Does the description clarify parameter syntax, constraints, interactions, or defaults beyond what the schema provides?

The input schema has 0 parameters with 100% coverage, so the schema fully documents the lack of inputs. The description doesn't add parameter details, which is appropriate here. A baseline of 4 is given for zero parameters, as there's no need to compensate for missing information, and the description doesn't introduce confusion.

Input schemas describe structure but not intent. Descriptions should explain non-obvious parameter relationships and valid value ranges.

Purpose4/5

Does the description clearly state what the tool does and how it differs from similar tools?

The description clearly states the tool's purpose with a specific verb ('Get') and resource ('database and connection information'), making it easy to understand what it does.
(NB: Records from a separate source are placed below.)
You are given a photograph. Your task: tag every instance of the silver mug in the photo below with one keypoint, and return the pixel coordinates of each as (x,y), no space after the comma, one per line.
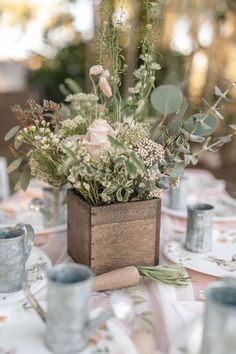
(199,228)
(15,248)
(220,318)
(52,206)
(68,326)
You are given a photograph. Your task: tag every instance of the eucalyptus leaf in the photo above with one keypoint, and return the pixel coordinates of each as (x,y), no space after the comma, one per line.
(72,85)
(14,165)
(196,138)
(131,169)
(177,170)
(119,195)
(115,142)
(193,125)
(65,111)
(17,143)
(218,91)
(12,132)
(136,160)
(167,99)
(175,124)
(25,178)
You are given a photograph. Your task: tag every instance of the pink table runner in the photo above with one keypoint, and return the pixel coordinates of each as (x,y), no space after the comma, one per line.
(160,308)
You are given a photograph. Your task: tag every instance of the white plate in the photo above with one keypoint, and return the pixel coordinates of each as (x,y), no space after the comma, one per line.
(188,339)
(36,265)
(28,331)
(225,207)
(220,262)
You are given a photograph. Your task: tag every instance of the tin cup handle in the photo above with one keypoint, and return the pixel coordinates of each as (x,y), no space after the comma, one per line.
(33,302)
(29,238)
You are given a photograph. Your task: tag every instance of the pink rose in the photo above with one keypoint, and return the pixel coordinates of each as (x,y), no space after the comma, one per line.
(96,70)
(105,87)
(96,138)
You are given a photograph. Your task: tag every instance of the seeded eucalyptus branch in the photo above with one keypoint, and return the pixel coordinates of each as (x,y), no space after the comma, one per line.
(167,274)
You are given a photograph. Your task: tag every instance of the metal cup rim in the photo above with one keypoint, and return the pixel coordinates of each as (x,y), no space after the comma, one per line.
(59,267)
(13,229)
(200,207)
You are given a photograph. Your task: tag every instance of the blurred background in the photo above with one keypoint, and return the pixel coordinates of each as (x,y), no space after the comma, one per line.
(44,42)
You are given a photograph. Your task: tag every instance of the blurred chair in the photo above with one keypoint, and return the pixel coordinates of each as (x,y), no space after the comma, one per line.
(4,180)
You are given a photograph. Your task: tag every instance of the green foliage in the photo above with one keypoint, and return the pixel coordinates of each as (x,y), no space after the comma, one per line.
(167,99)
(14,165)
(12,132)
(201,124)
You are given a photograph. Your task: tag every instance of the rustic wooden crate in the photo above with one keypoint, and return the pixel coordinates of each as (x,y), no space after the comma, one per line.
(112,236)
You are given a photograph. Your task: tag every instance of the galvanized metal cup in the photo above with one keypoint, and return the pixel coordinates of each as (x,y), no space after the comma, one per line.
(15,248)
(52,206)
(69,326)
(220,318)
(199,228)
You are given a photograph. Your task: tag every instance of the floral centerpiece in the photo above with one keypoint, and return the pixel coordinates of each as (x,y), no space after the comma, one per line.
(110,149)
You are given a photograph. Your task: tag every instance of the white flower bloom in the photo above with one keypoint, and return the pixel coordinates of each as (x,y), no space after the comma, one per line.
(55,140)
(133,90)
(86,186)
(155,66)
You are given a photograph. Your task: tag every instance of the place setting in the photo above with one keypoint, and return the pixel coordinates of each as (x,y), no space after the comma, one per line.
(202,248)
(47,214)
(200,189)
(213,333)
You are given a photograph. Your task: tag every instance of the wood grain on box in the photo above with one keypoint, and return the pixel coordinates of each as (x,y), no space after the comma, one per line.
(113,236)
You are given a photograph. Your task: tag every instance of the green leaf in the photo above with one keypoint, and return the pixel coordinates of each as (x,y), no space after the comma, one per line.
(167,99)
(175,124)
(115,142)
(14,165)
(119,195)
(72,85)
(196,138)
(25,178)
(136,160)
(131,169)
(12,132)
(17,143)
(177,170)
(194,124)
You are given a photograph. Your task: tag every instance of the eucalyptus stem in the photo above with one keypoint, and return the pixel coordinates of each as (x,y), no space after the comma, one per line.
(166,274)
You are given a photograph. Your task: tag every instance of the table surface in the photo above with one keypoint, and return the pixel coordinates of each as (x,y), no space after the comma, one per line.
(161,309)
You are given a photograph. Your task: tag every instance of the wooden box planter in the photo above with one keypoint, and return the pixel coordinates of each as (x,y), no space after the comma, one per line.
(112,236)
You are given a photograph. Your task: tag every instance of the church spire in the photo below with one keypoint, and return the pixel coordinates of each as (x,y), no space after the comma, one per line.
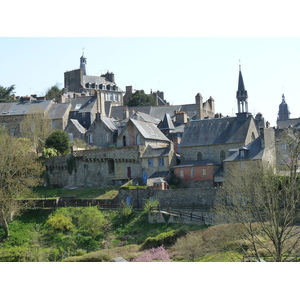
(283,113)
(83,63)
(241,94)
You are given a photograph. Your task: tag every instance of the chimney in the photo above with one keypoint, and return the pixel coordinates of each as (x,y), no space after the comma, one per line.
(181,117)
(125,113)
(100,104)
(199,106)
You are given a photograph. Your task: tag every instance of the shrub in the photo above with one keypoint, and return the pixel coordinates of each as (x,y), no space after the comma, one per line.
(92,220)
(126,210)
(149,204)
(166,239)
(155,254)
(60,222)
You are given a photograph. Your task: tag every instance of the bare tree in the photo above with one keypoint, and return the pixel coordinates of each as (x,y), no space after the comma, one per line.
(265,204)
(36,126)
(19,171)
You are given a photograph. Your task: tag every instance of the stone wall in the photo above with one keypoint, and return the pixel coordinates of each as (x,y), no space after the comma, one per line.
(177,199)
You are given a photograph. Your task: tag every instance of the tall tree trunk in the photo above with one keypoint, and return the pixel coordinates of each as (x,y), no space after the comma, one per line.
(5,226)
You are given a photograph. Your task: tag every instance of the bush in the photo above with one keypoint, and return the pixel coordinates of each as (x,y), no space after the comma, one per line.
(92,220)
(126,210)
(60,222)
(155,254)
(149,204)
(166,239)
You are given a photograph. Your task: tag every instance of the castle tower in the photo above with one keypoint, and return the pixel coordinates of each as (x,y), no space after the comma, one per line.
(283,113)
(242,95)
(83,64)
(199,106)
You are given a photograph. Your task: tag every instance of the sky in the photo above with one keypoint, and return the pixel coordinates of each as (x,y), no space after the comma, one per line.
(181,67)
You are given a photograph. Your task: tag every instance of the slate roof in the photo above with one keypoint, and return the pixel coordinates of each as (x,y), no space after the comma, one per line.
(83,104)
(78,126)
(149,130)
(109,122)
(58,110)
(159,174)
(253,151)
(22,108)
(157,112)
(215,131)
(156,152)
(192,163)
(166,123)
(98,80)
(290,122)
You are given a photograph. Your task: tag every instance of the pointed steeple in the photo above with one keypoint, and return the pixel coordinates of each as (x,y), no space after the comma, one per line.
(283,113)
(83,64)
(241,94)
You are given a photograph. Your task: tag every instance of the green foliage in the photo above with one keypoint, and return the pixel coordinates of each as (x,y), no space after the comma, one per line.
(166,239)
(6,93)
(60,222)
(139,98)
(59,140)
(49,152)
(92,220)
(54,92)
(149,204)
(126,210)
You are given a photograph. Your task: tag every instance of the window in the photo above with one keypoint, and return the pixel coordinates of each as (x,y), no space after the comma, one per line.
(192,174)
(181,173)
(199,156)
(161,161)
(222,155)
(90,138)
(150,162)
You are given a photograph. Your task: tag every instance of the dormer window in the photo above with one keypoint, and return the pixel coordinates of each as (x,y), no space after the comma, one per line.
(243,152)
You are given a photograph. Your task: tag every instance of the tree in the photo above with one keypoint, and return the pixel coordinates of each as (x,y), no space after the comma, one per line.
(54,92)
(19,171)
(36,126)
(263,207)
(6,93)
(58,140)
(139,98)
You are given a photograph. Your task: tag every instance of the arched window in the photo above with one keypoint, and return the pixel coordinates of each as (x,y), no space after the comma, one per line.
(222,155)
(138,139)
(199,156)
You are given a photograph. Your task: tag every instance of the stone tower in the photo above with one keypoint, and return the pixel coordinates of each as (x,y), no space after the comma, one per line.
(242,95)
(83,64)
(283,113)
(199,106)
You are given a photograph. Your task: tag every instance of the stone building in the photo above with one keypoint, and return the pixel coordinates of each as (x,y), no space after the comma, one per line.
(206,143)
(102,133)
(78,83)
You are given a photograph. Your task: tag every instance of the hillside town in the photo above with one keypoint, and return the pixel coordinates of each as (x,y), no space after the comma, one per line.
(148,145)
(180,165)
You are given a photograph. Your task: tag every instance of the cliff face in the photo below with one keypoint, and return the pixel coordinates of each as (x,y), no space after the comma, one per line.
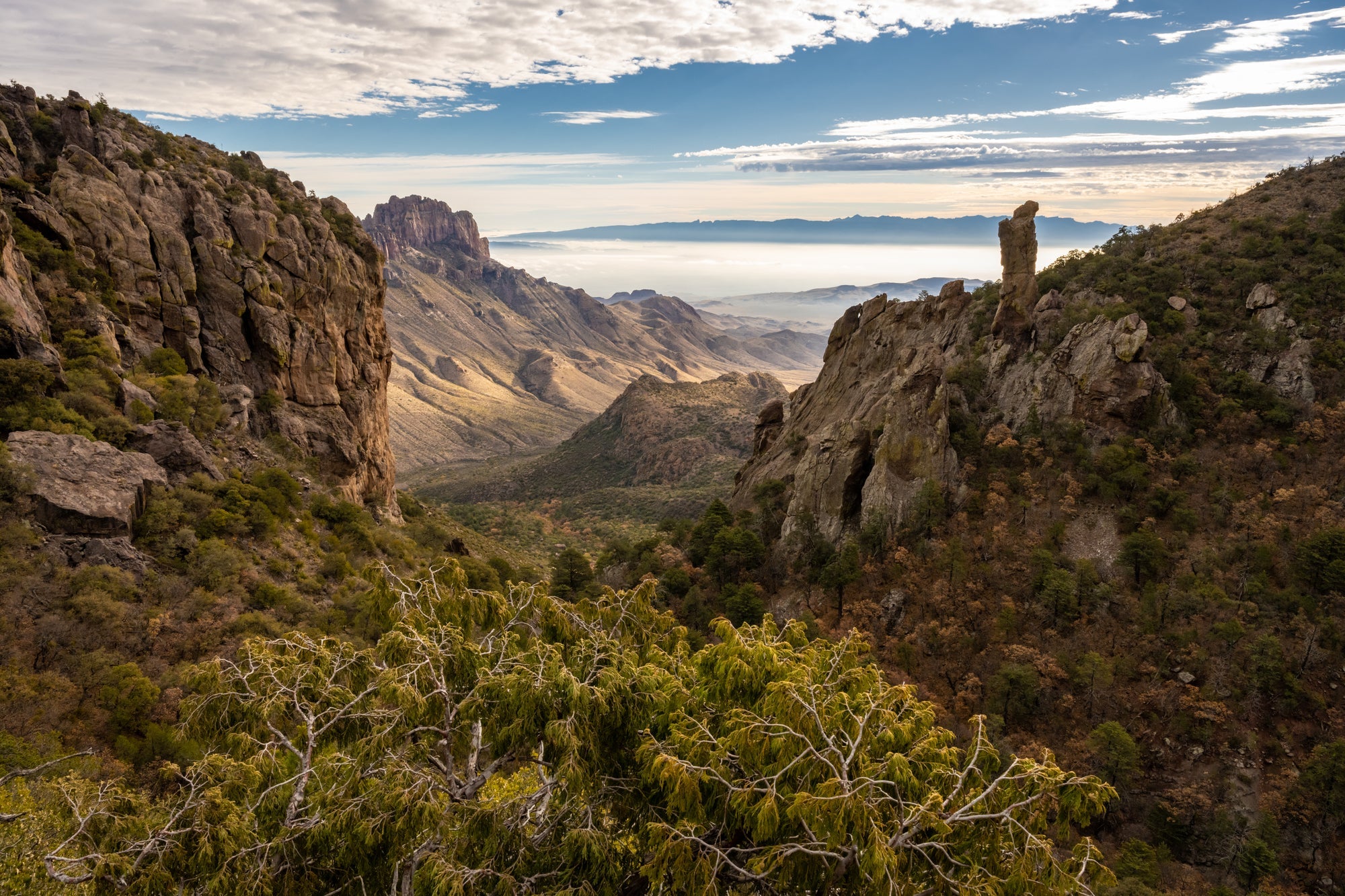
(492,360)
(900,378)
(155,241)
(416,222)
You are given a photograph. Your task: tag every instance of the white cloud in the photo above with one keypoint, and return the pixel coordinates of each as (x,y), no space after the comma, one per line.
(1178,37)
(341,58)
(598,118)
(954,142)
(1270,34)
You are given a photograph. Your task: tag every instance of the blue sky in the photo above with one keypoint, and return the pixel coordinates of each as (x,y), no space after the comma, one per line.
(560,115)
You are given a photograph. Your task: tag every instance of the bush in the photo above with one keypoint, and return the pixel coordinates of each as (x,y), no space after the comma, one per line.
(1137,861)
(215,563)
(1116,752)
(166,362)
(734,552)
(743,604)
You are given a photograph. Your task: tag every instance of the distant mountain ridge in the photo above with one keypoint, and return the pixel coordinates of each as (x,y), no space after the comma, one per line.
(856,229)
(493,361)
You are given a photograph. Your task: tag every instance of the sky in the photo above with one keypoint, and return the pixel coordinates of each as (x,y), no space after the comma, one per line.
(566,114)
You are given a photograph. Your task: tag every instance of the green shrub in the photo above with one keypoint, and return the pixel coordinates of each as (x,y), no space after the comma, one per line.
(743,604)
(165,362)
(1116,752)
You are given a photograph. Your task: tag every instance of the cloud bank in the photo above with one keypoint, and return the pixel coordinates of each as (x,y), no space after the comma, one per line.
(341,58)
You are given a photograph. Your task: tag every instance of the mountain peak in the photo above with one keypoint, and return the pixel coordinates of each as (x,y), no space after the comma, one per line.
(419,222)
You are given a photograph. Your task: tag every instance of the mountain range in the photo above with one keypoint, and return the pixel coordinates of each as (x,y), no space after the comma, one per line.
(490,360)
(856,229)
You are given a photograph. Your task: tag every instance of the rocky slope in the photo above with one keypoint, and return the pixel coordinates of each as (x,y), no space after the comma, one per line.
(1101,503)
(492,360)
(110,228)
(861,442)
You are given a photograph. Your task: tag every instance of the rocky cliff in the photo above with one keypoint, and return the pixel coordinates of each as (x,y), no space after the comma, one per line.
(112,228)
(492,360)
(900,378)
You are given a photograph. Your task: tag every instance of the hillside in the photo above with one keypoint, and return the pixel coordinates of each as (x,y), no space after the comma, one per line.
(1102,503)
(193,439)
(660,448)
(490,360)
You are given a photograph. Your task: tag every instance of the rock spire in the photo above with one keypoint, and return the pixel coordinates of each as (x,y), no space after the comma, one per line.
(1019,286)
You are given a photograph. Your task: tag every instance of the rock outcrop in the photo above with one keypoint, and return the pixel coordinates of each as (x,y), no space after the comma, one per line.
(861,442)
(1019,286)
(416,222)
(85,487)
(492,360)
(174,448)
(171,243)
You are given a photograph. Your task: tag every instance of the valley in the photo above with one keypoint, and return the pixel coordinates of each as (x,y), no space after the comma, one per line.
(334,549)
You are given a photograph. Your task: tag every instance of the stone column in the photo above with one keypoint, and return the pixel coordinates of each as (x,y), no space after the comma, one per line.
(1019,286)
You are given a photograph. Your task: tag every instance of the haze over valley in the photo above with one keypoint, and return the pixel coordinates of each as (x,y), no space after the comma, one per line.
(720,447)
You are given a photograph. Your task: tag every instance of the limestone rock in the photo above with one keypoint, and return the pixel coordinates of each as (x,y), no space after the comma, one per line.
(81,551)
(864,438)
(1274,318)
(24,322)
(85,487)
(1292,373)
(1261,296)
(1087,377)
(237,400)
(770,423)
(1019,284)
(130,393)
(416,222)
(1129,337)
(1048,311)
(173,446)
(258,284)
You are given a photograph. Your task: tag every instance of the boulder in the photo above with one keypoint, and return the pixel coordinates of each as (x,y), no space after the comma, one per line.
(770,423)
(85,487)
(173,446)
(1019,284)
(1291,374)
(1097,374)
(1261,296)
(1129,337)
(85,551)
(1274,318)
(130,392)
(237,399)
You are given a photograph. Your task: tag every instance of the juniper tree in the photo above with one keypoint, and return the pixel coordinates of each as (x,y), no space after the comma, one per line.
(518,743)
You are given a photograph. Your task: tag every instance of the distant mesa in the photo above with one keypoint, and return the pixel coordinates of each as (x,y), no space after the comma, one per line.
(856,229)
(492,360)
(416,222)
(638,295)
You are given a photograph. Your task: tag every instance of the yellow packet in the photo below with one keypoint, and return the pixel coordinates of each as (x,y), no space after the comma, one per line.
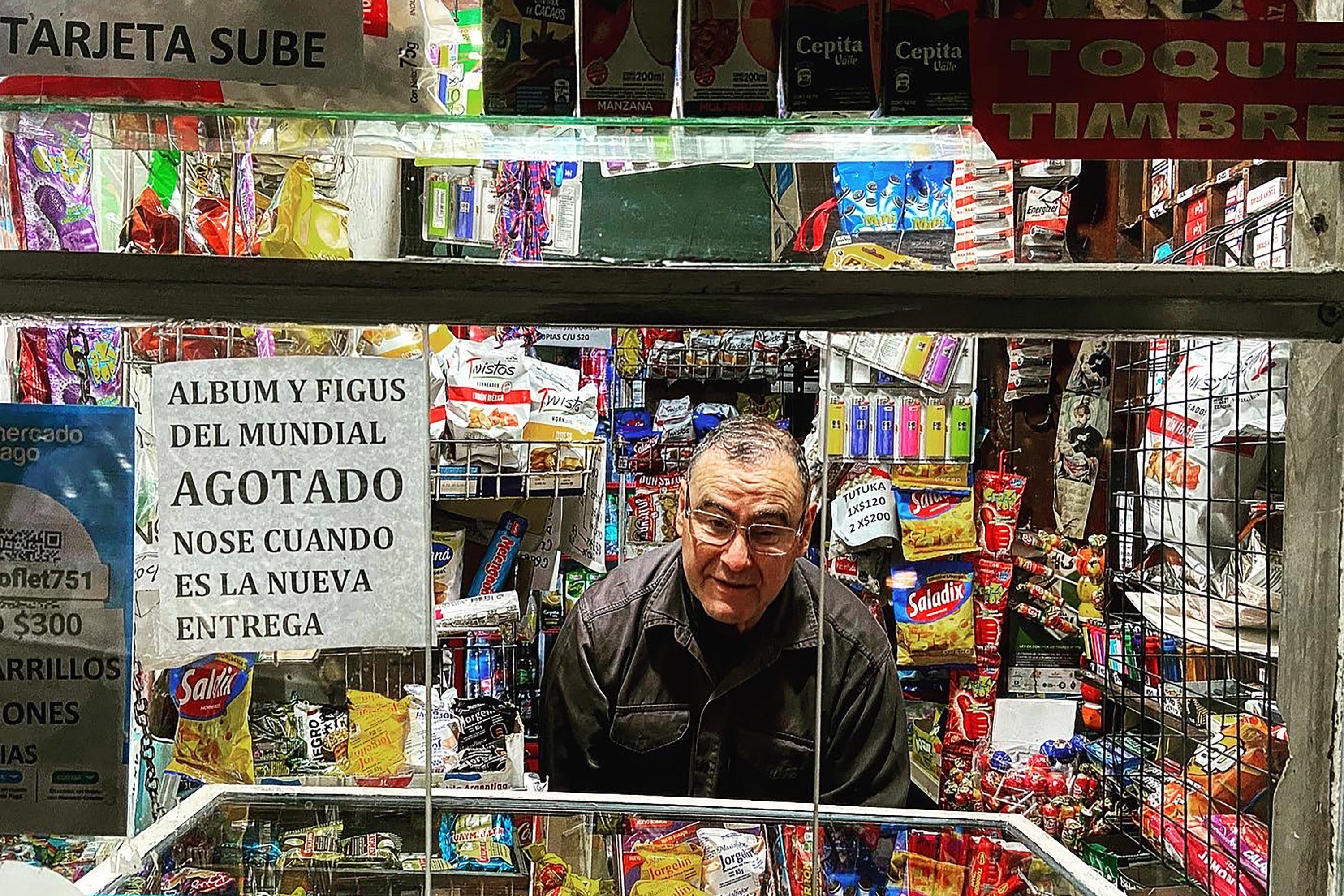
(377,734)
(304,226)
(214,741)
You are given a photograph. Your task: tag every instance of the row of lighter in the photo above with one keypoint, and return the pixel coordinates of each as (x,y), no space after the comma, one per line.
(882,426)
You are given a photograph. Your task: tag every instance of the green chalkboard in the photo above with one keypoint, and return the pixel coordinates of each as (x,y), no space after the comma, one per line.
(709,213)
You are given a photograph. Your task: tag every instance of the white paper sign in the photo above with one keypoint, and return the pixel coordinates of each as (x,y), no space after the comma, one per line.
(297,42)
(292,500)
(865,512)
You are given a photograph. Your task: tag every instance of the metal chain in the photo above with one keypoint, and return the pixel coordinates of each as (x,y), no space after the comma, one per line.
(147,746)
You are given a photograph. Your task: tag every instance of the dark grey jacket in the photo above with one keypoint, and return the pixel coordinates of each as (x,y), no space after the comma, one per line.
(629,704)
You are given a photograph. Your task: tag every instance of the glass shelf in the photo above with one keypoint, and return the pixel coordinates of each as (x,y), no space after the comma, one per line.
(664,142)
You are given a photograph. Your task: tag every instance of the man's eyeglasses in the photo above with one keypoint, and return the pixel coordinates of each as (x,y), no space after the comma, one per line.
(765,539)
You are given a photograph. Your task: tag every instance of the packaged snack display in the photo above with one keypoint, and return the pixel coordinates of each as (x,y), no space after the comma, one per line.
(449,539)
(530,65)
(444,730)
(935,614)
(499,555)
(734,862)
(935,524)
(990,591)
(377,734)
(213,696)
(998,504)
(488,398)
(478,843)
(54,177)
(561,416)
(324,731)
(971,706)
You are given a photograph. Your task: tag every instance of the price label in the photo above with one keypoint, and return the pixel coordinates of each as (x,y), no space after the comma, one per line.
(72,581)
(866,511)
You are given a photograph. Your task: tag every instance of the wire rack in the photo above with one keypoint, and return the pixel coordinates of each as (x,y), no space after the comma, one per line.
(1189,655)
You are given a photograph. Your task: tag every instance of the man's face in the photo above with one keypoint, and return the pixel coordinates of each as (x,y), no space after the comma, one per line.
(733,582)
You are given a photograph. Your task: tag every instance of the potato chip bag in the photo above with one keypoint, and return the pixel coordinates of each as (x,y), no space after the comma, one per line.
(936,622)
(734,862)
(935,524)
(478,843)
(214,741)
(377,734)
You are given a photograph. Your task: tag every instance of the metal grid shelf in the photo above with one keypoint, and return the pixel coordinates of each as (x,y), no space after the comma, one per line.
(491,469)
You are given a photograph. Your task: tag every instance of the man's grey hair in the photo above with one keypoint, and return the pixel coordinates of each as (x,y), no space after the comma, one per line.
(753,440)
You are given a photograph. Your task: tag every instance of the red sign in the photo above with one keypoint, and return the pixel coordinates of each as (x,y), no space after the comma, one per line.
(1086,89)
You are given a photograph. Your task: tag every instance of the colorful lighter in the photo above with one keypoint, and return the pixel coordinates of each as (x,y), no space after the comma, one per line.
(960,431)
(465,209)
(908,443)
(936,431)
(835,428)
(917,355)
(859,424)
(944,358)
(885,428)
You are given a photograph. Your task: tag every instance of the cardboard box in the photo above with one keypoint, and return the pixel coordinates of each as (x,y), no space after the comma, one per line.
(832,56)
(627,58)
(730,62)
(926,65)
(531,65)
(1266,195)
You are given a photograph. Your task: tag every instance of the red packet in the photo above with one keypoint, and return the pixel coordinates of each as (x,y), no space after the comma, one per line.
(971,706)
(998,505)
(990,591)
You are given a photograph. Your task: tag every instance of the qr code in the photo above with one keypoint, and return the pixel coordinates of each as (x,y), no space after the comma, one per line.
(30,546)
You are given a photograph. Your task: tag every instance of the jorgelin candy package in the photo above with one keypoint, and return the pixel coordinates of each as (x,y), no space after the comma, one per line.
(730,52)
(627,57)
(830,58)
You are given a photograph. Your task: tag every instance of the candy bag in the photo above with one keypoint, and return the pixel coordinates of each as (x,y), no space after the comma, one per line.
(444,732)
(935,614)
(971,704)
(310,847)
(478,843)
(935,524)
(488,398)
(998,505)
(1245,839)
(377,734)
(990,591)
(53,158)
(734,862)
(304,226)
(324,731)
(214,742)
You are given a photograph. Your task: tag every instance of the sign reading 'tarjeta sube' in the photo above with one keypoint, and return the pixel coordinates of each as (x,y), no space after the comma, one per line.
(1088,89)
(292,500)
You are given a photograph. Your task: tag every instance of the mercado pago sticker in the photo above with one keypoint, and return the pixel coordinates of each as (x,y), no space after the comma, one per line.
(292,500)
(66,540)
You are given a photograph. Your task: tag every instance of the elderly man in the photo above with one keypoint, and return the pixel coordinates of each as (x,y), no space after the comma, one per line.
(693,671)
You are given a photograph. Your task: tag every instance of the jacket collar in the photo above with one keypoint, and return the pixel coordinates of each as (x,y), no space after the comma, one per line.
(793,628)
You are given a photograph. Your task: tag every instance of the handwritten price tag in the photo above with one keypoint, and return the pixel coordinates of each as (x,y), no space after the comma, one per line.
(866,511)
However, it doesn't explicitly differentiate this from sibling tools like 'list_schemas' or 'table_stats', which might also provide database-related information, so it doesn't reach the highest score.

Agents choose between tools based on descriptions. A clear purpose with a specific verb and resource helps agents select the right tool.

Usage Guidelines2/5

Does the description explain when to use this tool, when not to, or what alternatives exist?

The description provides no guidance on when to use this tool versus alternatives. With many sibling tools available for database operations, there's no indication of whether this is for general metadata, specific configurations, or how it compares to tools like 'list_schemas' or 'query'. This lack of context leaves the agent to guess based on the name alone.

Agents often have multiple tools that could apply. Explicit usage guidance like "use X instead of Y when Z" prevents misuse.